Overfitting Problem in Random Forest

r
random_forest

#1

Hi Guys,

I am trying to solve a regression problem using R caret package. I have tried multiple algorithms and identified that most of my algorithms are over fitting the data. Can somebody suggest me some ways apart from k fold validation and tuning mtry parameter in Random forest to overcome this problem?

I have seen there is something called Regularized Random forest but couldn’t find any example related to it. Also how to do pruning and significance test using Random forest using the Caret package so the algorithm can become more robust.

Any help with a sample code will be appreciated!

Regards,
Aayush


#2

Have you tried RRF package from CRAN?

Looks exactly some thing like what you may need. Here is the link to the manual:


#3

Hi @kunal,

Thanks for replying. The Regularized Random forest in R caret package use the same “RRF” package given by you. The only questions is that there are three parameters given for tuning are -

  1. Mtry - how many predictors to select randomly in one tree
  2. coefReg - Regularization value
  3. coefImp - Importance coefficient

For the last 2 tuning parameters i.e coefReg and coefImp, I have no clue what this means and what are the ideal values to test in these parameters to get to an optimized solution. Example : coefReg is always in between 0 to 1 but what about Coefimp what does it do in actuals, what are it’s ideal value?

Please help me in understanding these parameters.

Regards,
Aayush Agrawal


#4

@aayushmnit.

Did you manage to solve this problem?
I also face overfitting problem in random forest. Tried with k-fold cv, classwt(increasing the cost of misclassification) , mtry etc. Seems nothing improving and not able to overcome this problem.


#5

@karthe1 Actually, i found that Regularized Random forest is computationally very expensive as I was not able to run it, so I went ahead and reduced the granularity of the algorithm by increasing the nodesize to 60.


#6

@aayushmnit,

Thanks for the reply. I also wanted to ask you how do you choose the node size, maxnodes, mtry etc?
I learned from one of your other post on how to choose the number of trees to be used using ntree parameter(using plot command). Is there anything similar to that available for the other three parameters as well?

Thank you.


#7

@aayushmnit - I used tuneRF to find the optimum mtry. But that alone not improving the model :frowning:


#8

Hi @karthe1,

If it’s an overfitting problem, tuning Mtry is not the best method to opt. How I do the nodesize optimization is by first taking 5 models with nodesize - 0, 25, 50, 75, 100 and measure accuracy for training and testing dataset and see where accuracy is pretty much similar in both the dataset. Say you got a solution in which 50 and 75 are the cases where you are getting such solution then we again make models with nodesize 55 , 60 ,65, 70 to reach to the optimum solution. One more thing - in most of the cases you will find solution in 0 - 100 range only , but then also sometimes if dataset is large then we can have solutions with nodesize >100 also.

Hope this helps.

Regards,
Aayush


#9

@aayushmnit, thank you very much for this suggestion. I will try the same and let you know the outcome.

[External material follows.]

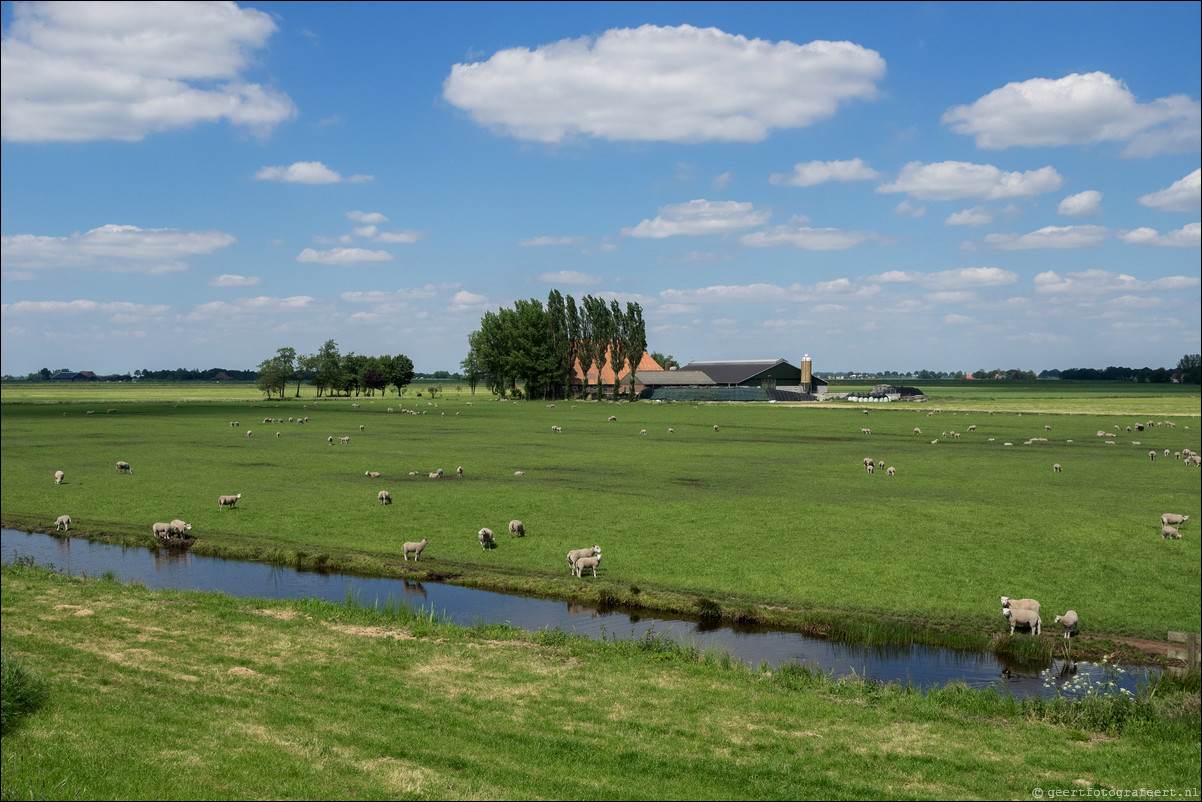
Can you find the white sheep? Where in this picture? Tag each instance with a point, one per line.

I am interested in knowing where you use mtry. What can be achieved using this mtry?

I was also trying the “classwt” parameter. Misclassifciation cost of random forest. It did worked, but was just moving the numbers between the class 0 / class 1 of the classification problem.

Thanks for the suggestion again.


#10

Hi @karthe1,

We can use mtry and try to optimize it in case where over fitting is not the problem.

And please let me know if changing nodesizes and classwt parameters is helping you solve your problem.

Good Luck!

Regards,
Aayush


#11

@aayushmnit, Thanks for the suggestions.

Yes, both nodesize and classwt parameters are working, but still the problem is not solved yet. Still working on to improve. I will keep you updated how things progresses.Thank you again especially for your awesome explanation on nodesize.